Magnetwerkstoffe

Recycling von Magneten

© Foto Fraunhofer-Projektgruppe IWKS

Magnete aus HDD-Festplatten

© Foto Fraunhofer-Projektgruppe IWKS

Festplattenmagnet vor und nach der Wasserstoffversprödung

Heutzutage existiert eine enorme Variantenvielfalt an Magneten, die sich je nach Anwendungsbereich und Hersteller in ihrer Geometrie, Leistungsspezifikation sowie Legierungszusammensetzung deutlich unterscheiden.

Eine direkte Wiederverwendung (sog. Re-Use) von Nd-Fe-B basierten Magneten aus Elektro-Altgeräten wäre technisch möglich, da die magnetischen Eigenschaften der Magnete durch den Betrieb im Normalfall nicht beeinträchtigt werden. Aufgrund fehlender Standardisierung der Magnete wird dies aber praktisch nicht umgesetzt.

Eine Rückgewinnung auf elementarer Ebene beispielsweise durch sog. chemische Extraktionsprozesse ist energetisch aufwändig, erlaubt allerdings auch eine direkte Rückführung der gewonnenen Seltenerd-Oxide oder –Salze in den Markt.

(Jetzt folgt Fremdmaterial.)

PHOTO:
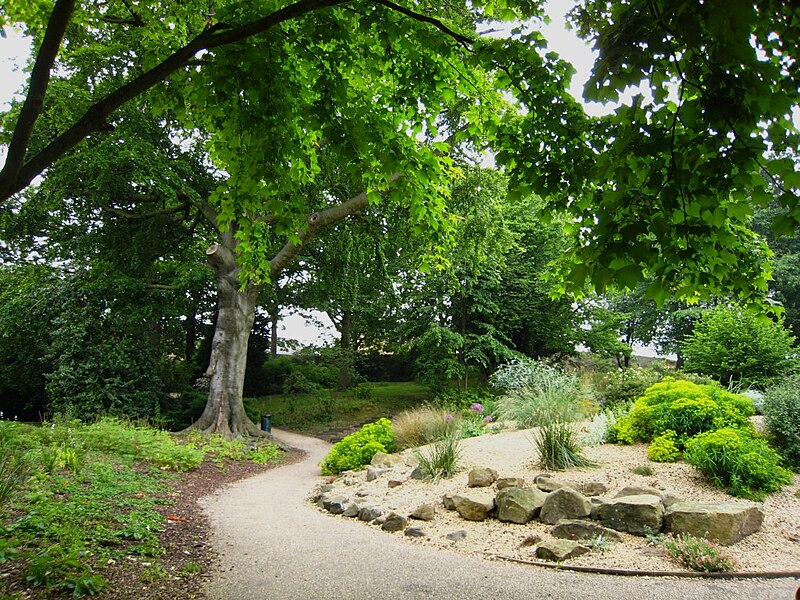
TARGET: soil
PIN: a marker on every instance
(511, 453)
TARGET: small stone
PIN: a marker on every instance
(418, 474)
(505, 482)
(560, 550)
(394, 522)
(456, 536)
(351, 510)
(594, 488)
(415, 532)
(481, 477)
(374, 472)
(424, 512)
(369, 513)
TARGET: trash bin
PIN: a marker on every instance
(266, 422)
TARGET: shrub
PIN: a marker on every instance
(357, 449)
(684, 407)
(738, 461)
(697, 554)
(558, 447)
(663, 448)
(732, 344)
(423, 425)
(440, 459)
(537, 393)
(782, 415)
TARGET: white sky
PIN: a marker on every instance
(14, 50)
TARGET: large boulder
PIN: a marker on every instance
(726, 522)
(519, 505)
(579, 529)
(564, 503)
(638, 515)
(558, 550)
(474, 506)
(482, 477)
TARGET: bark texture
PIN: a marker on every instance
(224, 412)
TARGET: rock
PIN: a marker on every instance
(577, 529)
(519, 505)
(564, 503)
(415, 532)
(505, 482)
(351, 510)
(550, 485)
(456, 536)
(559, 550)
(482, 477)
(394, 522)
(419, 474)
(369, 513)
(381, 459)
(594, 488)
(374, 472)
(334, 505)
(639, 514)
(475, 506)
(424, 512)
(638, 490)
(726, 522)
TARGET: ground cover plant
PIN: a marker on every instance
(91, 496)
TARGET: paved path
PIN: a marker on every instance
(273, 544)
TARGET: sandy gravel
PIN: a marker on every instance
(512, 454)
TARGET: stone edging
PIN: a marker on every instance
(634, 573)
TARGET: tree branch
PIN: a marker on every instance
(16, 176)
(461, 39)
(40, 79)
(315, 222)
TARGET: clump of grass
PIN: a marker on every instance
(559, 448)
(440, 459)
(423, 425)
(697, 554)
(645, 470)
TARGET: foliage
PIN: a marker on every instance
(782, 416)
(697, 554)
(536, 393)
(423, 425)
(736, 460)
(357, 449)
(440, 459)
(664, 448)
(733, 344)
(558, 446)
(684, 407)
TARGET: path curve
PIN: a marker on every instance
(274, 544)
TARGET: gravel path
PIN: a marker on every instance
(274, 544)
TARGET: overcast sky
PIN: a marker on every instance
(14, 51)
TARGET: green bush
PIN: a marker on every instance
(663, 448)
(736, 460)
(782, 415)
(357, 449)
(684, 407)
(733, 344)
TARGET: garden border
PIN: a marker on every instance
(634, 573)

Da die Seltenen Erden (Nd, Pr, Dy und Tb) allerdings fast ausschließlich im Bereich der Permanentmagnete eingesetzt werden, konzentriert sich die Projektgruppe IWKS auf Methoden des werkstofflichen Recyclings, bei dem das Material in seiner Zusammensetzung erhalten bleibt und als wiederaufbereitetes Rezyklat zur Herstellung neuer Magnete eingesetzt wird.

 

 

 

Folgende Routen des werkstofflichen Recyclings werden von der Projektgruppe IWKS schwerpunktmäßig entwickelt:

  • Recycling durch Wasserstoffbehandlung zur Herstellung gesinterter und kunststoffgebundener Magnete
  • Recycling durch Einschmelzen und Rascherstarren zur Herstellung gesinterter, kunststoffgebundener und heißumgeformter Magnete

Weiterhin wird die Demontage von Magneten aus ganzen Baugruppen und Motoren durch Wasserstoffbehandlung sowie die Rückgewinnung Seltener Erden auf elementarer Basis über biochemische Methoden (Bioleaching) untersucht.